The Fast and the Furious
So the thing about this movie is, it’s from 2001, right. And it turns out that a way to make any popular movie better is to not watch it for twenty years, at which point it becomes an absolutely fascinating time capsule of what culture was like at this point in history.
So you get things like Nextel push-to-talk phones, looking at paper maps for directions while driving at 140 mph, and people boosting DVD players and combo TV/VCR players (both of which are worth approximately $0 today).
(But ironically, the Panasonic packaging that the DVD players were in is almost identical to the packaging on the Panasonic 4K Blu-ray player that I watched this movie on. Multiple layers of retro!)
But most of all you have the car culture here, which… I don’t know, I don’t really pay attention to this stuff in a real way, but it does feel to me like this was a bigger thing back then than it is now, all the modding and the hot hatches and the like. I assume this show was always ridiculous, and even at the time was documenting a thing that didn’t exist in the way this movie imagines it to, but it somehow still feels nostalgic for that turn-of-the-century tuner energy.

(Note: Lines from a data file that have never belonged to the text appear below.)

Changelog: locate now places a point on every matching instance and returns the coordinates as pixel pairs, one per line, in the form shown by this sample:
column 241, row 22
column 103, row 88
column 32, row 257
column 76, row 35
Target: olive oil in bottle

This movie should be terrible, but it’s not — it ends up being 60% high-energy driving sequences, 20% found-family energy, and 20% pure cheese. I can’t exactly recommend it, but at the least I’ll say that I don’t disrecommend it. If you think you want what this offers, you’re unlikely to be disappointed.
ALSO ALSO: When one big piece of subtext in your movie is that a main character is sus because he’s white and the different gangs are different ethnic groups, calling your racing event “RACE WAR” is a little on the nose.